The Huntington Museum of Art has always been firmly committed to the principles of equal access. This commitment was formalized by the Huntington Museum of Art’s Board of Trustees through the adoption of a written policy in 2002.

ACCESS Art Education Nature at Huntington Museum of Art.

Parking

Accessible parking is available for visitors with a valid special registration plate or removable windshield placard (also known as an accessible or handicap parking permit).

Entrance

Accessible ramps are available at the main entrance and interior courtyard.

Restrooms

An accessible family restroom adjacent to the Grace Rardin Doherty Auditorium offers private facilities for companion assistance.

Drinking Fountains

An accessible drinking fountain is located off the end of the main entry hall and prior to the entrance of the Touma Near Eastern Gallery.

Sensory Trail

Explore HMA's 1/4 mile smooth surface paved outdoor hiking trail with sensory stations featuring braille signage and continuous rope handle.

Front Desk

The following resources are free with Museum admission and may be checked out at the Front Desk on a first-come, first-served basis for use during your visit. Items may be reserved in advance of your visit by calling (304) 529-2701.

Wheelchairs

Adult sizes and child size.

Tactile map

Tactile map of the Museum with information in braille; also available in large print.

Audio decription wands

Audio description wands with volume control for select exhibitions and portions of the permanent collection.

Headsets

Headsets with volume control for use with Grace Rardin Doherty Auditorium assistive listening system.

Large print

Large print labels are available for select exhibitions.

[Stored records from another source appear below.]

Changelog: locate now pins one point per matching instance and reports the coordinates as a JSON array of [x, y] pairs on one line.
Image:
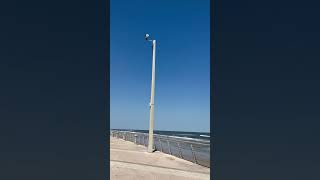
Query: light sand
[[129, 161]]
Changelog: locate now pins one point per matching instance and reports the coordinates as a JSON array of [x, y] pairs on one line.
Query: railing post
[[194, 154]]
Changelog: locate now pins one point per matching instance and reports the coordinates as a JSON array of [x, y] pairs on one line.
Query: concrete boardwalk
[[129, 161]]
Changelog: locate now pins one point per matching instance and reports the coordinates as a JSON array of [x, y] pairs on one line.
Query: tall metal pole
[[151, 125]]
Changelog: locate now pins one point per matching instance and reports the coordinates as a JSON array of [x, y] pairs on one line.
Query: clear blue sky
[[182, 94]]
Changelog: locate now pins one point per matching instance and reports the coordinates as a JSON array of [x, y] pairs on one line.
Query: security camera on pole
[[151, 125]]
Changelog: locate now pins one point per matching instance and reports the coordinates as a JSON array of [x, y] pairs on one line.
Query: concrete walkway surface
[[129, 161]]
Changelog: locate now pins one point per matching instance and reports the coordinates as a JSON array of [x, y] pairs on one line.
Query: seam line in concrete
[[160, 167]]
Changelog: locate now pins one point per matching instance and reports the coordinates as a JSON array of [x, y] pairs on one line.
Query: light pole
[[151, 124]]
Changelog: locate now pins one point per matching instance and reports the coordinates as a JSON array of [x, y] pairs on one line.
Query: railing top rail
[[171, 138]]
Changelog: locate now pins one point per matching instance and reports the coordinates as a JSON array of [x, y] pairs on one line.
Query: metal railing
[[189, 149]]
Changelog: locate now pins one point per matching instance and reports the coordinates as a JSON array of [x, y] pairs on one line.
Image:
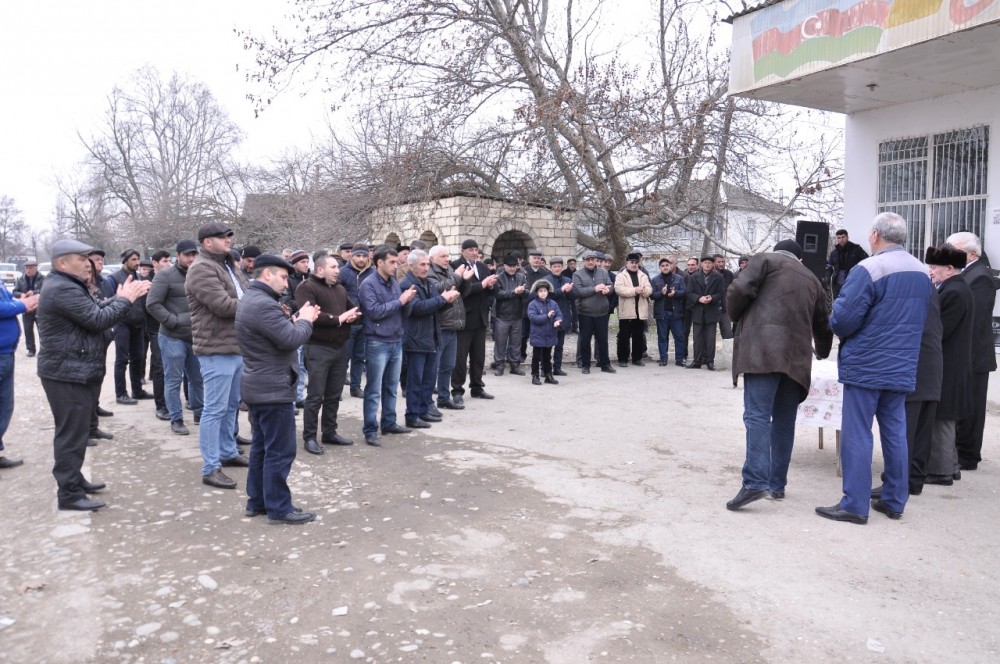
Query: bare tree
[[164, 158], [537, 82]]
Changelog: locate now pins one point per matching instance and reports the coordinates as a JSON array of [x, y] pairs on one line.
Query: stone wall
[[451, 220]]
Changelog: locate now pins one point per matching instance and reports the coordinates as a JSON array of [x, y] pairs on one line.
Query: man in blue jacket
[[383, 306], [10, 333], [879, 317]]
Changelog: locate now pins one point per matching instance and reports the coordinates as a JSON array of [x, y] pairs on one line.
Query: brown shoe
[[219, 480]]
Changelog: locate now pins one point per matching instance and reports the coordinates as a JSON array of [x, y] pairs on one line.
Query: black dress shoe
[[293, 518], [940, 480], [238, 461], [82, 505], [6, 462], [836, 514], [337, 440], [745, 497], [880, 506]]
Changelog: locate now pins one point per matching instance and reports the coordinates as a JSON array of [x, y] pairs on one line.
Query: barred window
[[937, 183]]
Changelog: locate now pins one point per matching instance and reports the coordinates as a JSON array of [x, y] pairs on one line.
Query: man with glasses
[[214, 285], [71, 361]]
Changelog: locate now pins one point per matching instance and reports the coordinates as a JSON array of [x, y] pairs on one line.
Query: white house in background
[[919, 81], [746, 222]]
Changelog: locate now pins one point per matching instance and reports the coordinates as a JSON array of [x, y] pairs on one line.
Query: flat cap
[[65, 247], [270, 260], [214, 229]]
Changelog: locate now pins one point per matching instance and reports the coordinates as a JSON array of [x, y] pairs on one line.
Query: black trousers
[[631, 338], [919, 428], [128, 353], [704, 342], [595, 327], [469, 359], [327, 367], [72, 405], [28, 322], [969, 438]]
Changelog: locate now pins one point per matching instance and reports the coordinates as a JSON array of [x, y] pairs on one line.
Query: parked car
[[9, 274]]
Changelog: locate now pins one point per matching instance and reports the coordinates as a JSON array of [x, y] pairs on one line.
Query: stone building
[[498, 225]]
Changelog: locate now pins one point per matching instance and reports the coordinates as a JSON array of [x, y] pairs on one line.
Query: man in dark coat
[[470, 359], [844, 256], [71, 361], [779, 308], [984, 292], [268, 341], [704, 304], [325, 352], [957, 314]]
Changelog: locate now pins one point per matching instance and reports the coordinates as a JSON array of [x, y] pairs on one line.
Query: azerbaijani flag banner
[[798, 37]]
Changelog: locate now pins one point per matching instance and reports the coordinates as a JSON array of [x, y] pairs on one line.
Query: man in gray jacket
[[269, 342], [167, 303]]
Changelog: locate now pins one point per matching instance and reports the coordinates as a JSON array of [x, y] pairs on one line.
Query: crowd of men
[[275, 334]]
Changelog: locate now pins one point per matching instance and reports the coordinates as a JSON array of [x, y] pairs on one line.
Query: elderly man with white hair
[[977, 274]]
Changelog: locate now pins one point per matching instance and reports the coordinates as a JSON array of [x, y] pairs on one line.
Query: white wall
[[866, 130]]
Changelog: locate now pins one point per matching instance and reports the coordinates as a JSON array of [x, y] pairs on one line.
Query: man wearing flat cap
[[72, 328], [957, 315], [268, 341], [129, 335], [214, 286], [704, 306]]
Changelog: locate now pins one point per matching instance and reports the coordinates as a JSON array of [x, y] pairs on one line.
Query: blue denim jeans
[[179, 361], [447, 352], [6, 393], [356, 355], [770, 402], [217, 434], [860, 406], [420, 383], [383, 362], [272, 452]]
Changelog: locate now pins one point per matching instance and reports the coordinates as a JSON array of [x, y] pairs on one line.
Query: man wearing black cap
[[129, 334], [30, 283], [214, 285], [269, 340], [71, 361], [779, 308], [470, 359], [167, 303], [704, 303]]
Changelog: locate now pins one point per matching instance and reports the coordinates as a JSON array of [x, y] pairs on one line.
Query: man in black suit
[[984, 287], [471, 355], [704, 303]]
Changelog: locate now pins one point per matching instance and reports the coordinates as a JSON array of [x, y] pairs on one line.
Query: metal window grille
[[953, 198]]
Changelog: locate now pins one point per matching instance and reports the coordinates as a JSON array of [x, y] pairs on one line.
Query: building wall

Accommodations available upon request

To request one of the following accommodations, free with Museum admissions, please contact HMA at (304) 529-2701 at least one week in advance of your visit:

Sign Language

Sign Language interpreted tours and events.

Audio described

Audio described tours led by trained docents and featuring tactile opportunities for visitors who are blind or visually impaired.